Krishna and the Quark by Mauricio Garrido:
A semi-autobiographical book that highlights the distinctions and commonalities between modern physics and Krishna consciousness.
Upcoming Articles by Mauricio Garrido:
“A Mathematical Model of the Gunas as a Foundation for Expanded Understanding of Decision-Making Process.”
Based on empirical validation (Stempel (2006); Wolf (1999)) of the constructs of the three gunas, as described in the Vedic literatures, a mathematical model depicting the mechanism of action of the gunas was developed. This model was evaluated using data from a group design study on the effects of maha-mantra meditation.

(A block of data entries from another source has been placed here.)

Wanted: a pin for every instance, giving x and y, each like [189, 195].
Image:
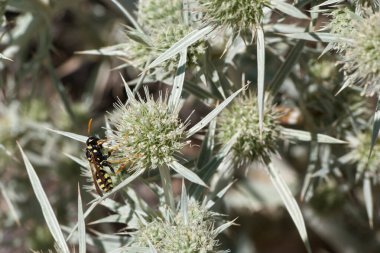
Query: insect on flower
[98, 160]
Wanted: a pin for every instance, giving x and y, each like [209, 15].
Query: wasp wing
[94, 171]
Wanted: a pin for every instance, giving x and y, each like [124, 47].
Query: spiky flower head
[153, 13]
[359, 146]
[341, 24]
[242, 116]
[361, 58]
[239, 15]
[147, 133]
[174, 233]
[163, 23]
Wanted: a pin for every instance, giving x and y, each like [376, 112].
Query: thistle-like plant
[241, 116]
[360, 58]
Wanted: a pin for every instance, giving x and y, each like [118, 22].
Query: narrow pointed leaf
[76, 137]
[11, 207]
[316, 36]
[368, 199]
[177, 47]
[184, 204]
[287, 66]
[152, 249]
[178, 82]
[81, 225]
[210, 203]
[47, 210]
[201, 124]
[167, 186]
[300, 135]
[260, 75]
[207, 147]
[290, 203]
[328, 2]
[223, 227]
[95, 202]
[128, 16]
[375, 128]
[186, 173]
[288, 9]
[127, 89]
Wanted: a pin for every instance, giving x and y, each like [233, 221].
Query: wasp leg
[121, 168]
[107, 164]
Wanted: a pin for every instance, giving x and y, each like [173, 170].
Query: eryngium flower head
[239, 15]
[242, 116]
[361, 57]
[147, 134]
[171, 234]
[153, 13]
[163, 24]
[341, 24]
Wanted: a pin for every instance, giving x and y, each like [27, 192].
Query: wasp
[98, 160]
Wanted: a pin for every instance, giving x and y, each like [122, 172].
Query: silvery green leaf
[127, 89]
[5, 58]
[299, 135]
[8, 201]
[47, 210]
[81, 225]
[375, 128]
[329, 2]
[167, 186]
[113, 218]
[151, 248]
[367, 191]
[212, 114]
[178, 81]
[186, 173]
[184, 204]
[317, 36]
[115, 50]
[128, 16]
[289, 202]
[96, 201]
[210, 203]
[288, 9]
[196, 90]
[185, 42]
[286, 66]
[260, 74]
[207, 147]
[77, 137]
[223, 227]
[131, 250]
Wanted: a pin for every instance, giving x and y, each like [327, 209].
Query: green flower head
[242, 116]
[360, 49]
[359, 146]
[173, 233]
[239, 15]
[147, 134]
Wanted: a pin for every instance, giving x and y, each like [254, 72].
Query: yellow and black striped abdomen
[104, 180]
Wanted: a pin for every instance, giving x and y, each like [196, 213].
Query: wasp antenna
[89, 126]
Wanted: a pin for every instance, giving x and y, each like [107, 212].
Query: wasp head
[92, 141]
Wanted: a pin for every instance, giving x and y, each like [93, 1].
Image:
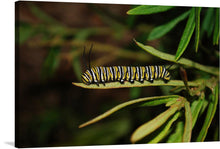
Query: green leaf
[112, 130]
[123, 105]
[208, 23]
[188, 123]
[147, 9]
[188, 31]
[197, 34]
[165, 28]
[112, 85]
[216, 29]
[196, 107]
[159, 101]
[210, 114]
[135, 92]
[178, 133]
[152, 125]
[183, 61]
[166, 129]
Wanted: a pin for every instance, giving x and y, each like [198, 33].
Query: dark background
[49, 43]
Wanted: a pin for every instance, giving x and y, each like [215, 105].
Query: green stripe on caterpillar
[97, 75]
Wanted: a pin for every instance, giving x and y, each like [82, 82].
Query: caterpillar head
[86, 78]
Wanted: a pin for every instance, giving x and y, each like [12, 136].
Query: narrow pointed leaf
[210, 114]
[166, 129]
[183, 61]
[165, 28]
[188, 123]
[196, 107]
[216, 29]
[159, 101]
[123, 105]
[187, 33]
[152, 125]
[112, 85]
[197, 34]
[178, 133]
[208, 23]
[146, 10]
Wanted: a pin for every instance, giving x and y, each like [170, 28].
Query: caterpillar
[97, 75]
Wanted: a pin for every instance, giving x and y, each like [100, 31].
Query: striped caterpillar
[97, 75]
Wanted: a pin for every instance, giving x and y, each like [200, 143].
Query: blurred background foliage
[49, 44]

Analysis demonstrated substantive validity for this mathematical model of the three gunas, or modes of material nature – sattva (enlightenment), rajas (activity), and tamas (inertia).

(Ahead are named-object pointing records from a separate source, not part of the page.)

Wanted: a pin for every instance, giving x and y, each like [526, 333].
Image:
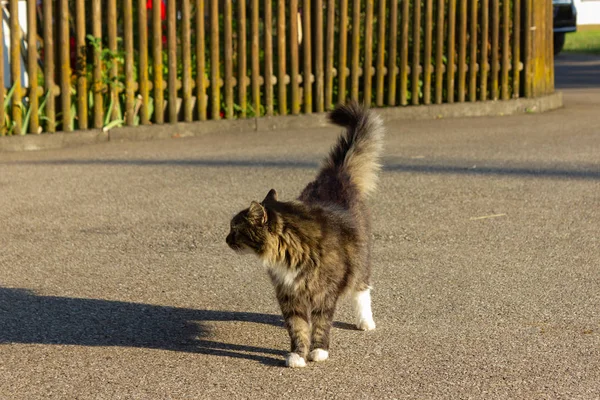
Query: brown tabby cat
[318, 247]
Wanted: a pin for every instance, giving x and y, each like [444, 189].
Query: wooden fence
[106, 63]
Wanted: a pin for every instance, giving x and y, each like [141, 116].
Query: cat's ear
[271, 196]
[257, 214]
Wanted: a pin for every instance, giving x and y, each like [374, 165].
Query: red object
[163, 8]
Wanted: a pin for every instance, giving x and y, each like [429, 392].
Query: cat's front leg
[322, 319]
[295, 315]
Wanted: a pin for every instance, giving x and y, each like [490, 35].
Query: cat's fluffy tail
[358, 150]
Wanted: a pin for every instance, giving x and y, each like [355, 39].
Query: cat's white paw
[318, 355]
[293, 360]
[365, 324]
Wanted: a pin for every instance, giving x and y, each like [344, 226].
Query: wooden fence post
[539, 55]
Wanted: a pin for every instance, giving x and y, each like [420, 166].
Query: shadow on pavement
[456, 167]
[28, 318]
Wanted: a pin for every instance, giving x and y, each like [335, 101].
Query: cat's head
[249, 232]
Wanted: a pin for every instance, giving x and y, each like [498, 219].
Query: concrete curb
[289, 122]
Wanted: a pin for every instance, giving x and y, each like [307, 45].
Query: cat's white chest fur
[283, 275]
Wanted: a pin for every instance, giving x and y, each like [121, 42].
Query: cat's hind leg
[296, 319]
[361, 302]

“Bhu-mandala as the Horizontal Plane.”
Taking Bhu-mandala as the horizontal plane serves several practical purposes: 1) Sadaputa Prabhu’s 4 models come together, 2) the sequence of planets as given in the Bhagavatam makes sense according to jyotisa, 3) the cosmography models of Antardwip and Pavaneshwar are accommodated, and 4) the Fifth Canto description of the universe becomes relevant and practical to Maharaja Pariksit.
“Perception according to Sankhya.”
A preliminary investigation of perception using descriptions of the tan-matras found in the Sankhya sections of the Yoga Sutras may help explain the mechanisms involved in our inability to see the higher realms of Puranic cosmology.
A Flat Book on the Round Globe by Bhaktivedanta Institute Collaborators
This project examines flat vs. globular Earth models from the perspective of Puranic, jyotisa, and modern astronomical paradigms. The book also addresses the role of ISKCON scholars’ contribution to contemporary cosmological discussions that have also been ongoing for over 1500 years.
On the Philosophy of Cosmology by Douglas Watson:
Aims to address significant shortcomings of the standard Bayesian mathematical analysis of the universe. More specifically, it would appear that the highest posterior probabilities associated with observations do not point to the mathematically absolutely simplest theories, and as such, previous authors have suggested that a theory that maximizes goodness may be the simplest and most accurate way to describe the world – the Optimal Argument for the Existence of God.
Vertical Dimension by Vasyl Semenov:
A sequel to his original article “Vertical dimension and the size of Puranic Universe,” this article further explores Vedic correlations with modern astronomy by introducing jyotisa perspectives from the Surya-siddhanta and Siddhanta-siromani.